In relation to that election, it’s fair to say that many Labour loyalists lacked any ideological underpinning to their membership – they just wanted the Labour Party to be successful and to many Starmer looked like a winner.

Consequently, the Labour Party is not an easy place for socialists to work in, but neither is its membership irredeemably right wing. It is worth noting that the Scottish Labour Party conference in 2025 took left positions on a number of issues including calling on the Labour government in Westminster to reverse cuts to the winter fuel allowance, and for Britain to “end all complicity with Israel’s crimes”.

James Shneider who was associated with the group round Corbyn described the possible constituency of the new Party as including asset-poor workers, downwardly mobile graduates and racialised people.
He admits that Labour under Corbyn’s leadership, did not mobilise within other movements, such as tenants’ groups. Based on my own experience at that time it was difficult to mobilise many of the new members who joined to vote for Corbyn on anything, because most of them did not attend meetings either online or in person. For the most part, the explosion in membership did not appear to come from people already active in other campaigns who brought that experience into the Labour Party. Instead, joining Corbyn’s Labour Party appeared to be a one-off political gesture that was the extent of their political engagement. According to ESRC funded research undertaken in 2017, only 7% of Labour Party members surveyed had attended a party meeting and only 10% had engaged in electoral activity like leafletting.

The worry must be that the same will happen with any new Party, if the basis of recruitment mirrors that of the Corbyn membership expansion. “Corbynism” was not a political movement.  If the constituent groups described by Shneider have not been mobilised by existing campaigns dealing with their immediate concerns, like housing, it is difficult to believe they will look to a political party, even a radical political party, to achieve their campaigning goals, although they are, surely, more likely to vote for such a party.

The Labour Party, by contrast, was originally formed by people who were active in other organisations. Most obviously trade unions, but importantly the ILP which was itself made up of members recruited through on-the-ground campaigns on rents, school meals, land reform, votes for women etc. Its main electoral strength was initially in local government where its victories built the base for national interventions. Crucially all ILP activities were sustained by a shared vision of better, socialist world.
It looks unlikely now that there will be a new Left party in place in time for the Scottish elections, although if peace breaks out, as it now appears, there could still be a launch in November.  In any case one or two left groups, including Scottish Left Alternative may put up candidates, but hardly with the vigour necessary to cause an electoral upset.

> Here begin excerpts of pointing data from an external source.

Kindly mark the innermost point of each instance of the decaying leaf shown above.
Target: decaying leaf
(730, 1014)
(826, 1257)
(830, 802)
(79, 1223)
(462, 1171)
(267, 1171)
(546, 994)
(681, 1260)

This offers the Scottish Labour Party the opportunity to win those disaffected by neo-liberal decay by producing a radical manifesto that would address the main concerns of the Scottish people – the Health service, Care, Housing and the Cost of Living, but such is the leadership’s subservience to Starmer’s prospectus that Scottish Labour seems  to have given up trying to win votes.
So, while we wait for Starmer to go – probably removed by the right worried about saving their seats - we must ensure that there is an alternative left strategy being constructed. It must be committed to rebuilding our links with activists campaigning on the environment, housing, disability rights, international issues and much more and bring their ideas into the Labour Party to promote those campaigns. Importantly, the Party’s links with trade unions should not be left to the whims of trade union leaders but should be reinvigorated at the rank-and-file level.

While we still have MPs, MSPs, local councillors and members prepared to stand up to the leadership, and fight for a socialist alternative, I believe there is hope.